Depuis plusieurs semaines, il est difficile de savoir qui gère actuellement la province du Haut-Lomami entre le gouverneur, le vice-gouverneur et le ministre des Infrastructures qui assure l'intérim du gouverneur. Le ministre des Infrastructures refuse de céder la gestion de la province au vice-gouverneur, qui est retourné depuis peu à Kamina.

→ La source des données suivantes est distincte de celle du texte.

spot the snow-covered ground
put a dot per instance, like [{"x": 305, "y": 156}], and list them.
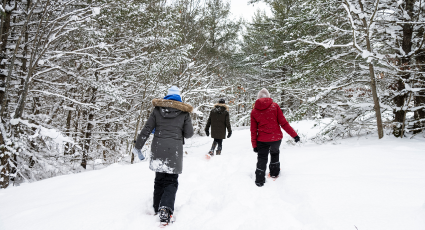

Tout est parti de la décision du gouverneur, Marmont Banza Mulume. Invité à Kinshasa pour consultation, il avait décidé de laisser l'intérim au ministre provincial des Infrastructures, alors que le vice-gouverneur était aussi présent à Kamina, capitale provinciale du Haut-Lomami.
Le gouverneur Banza Mulume séjourne à Kinshasa depuis plusieurs semaines pour consultation auprès de sa hiérarchie. Cependant, des sources locales à Kamina renseignent que le gouverneur serait en train de prendre certaines décisions concernant la province.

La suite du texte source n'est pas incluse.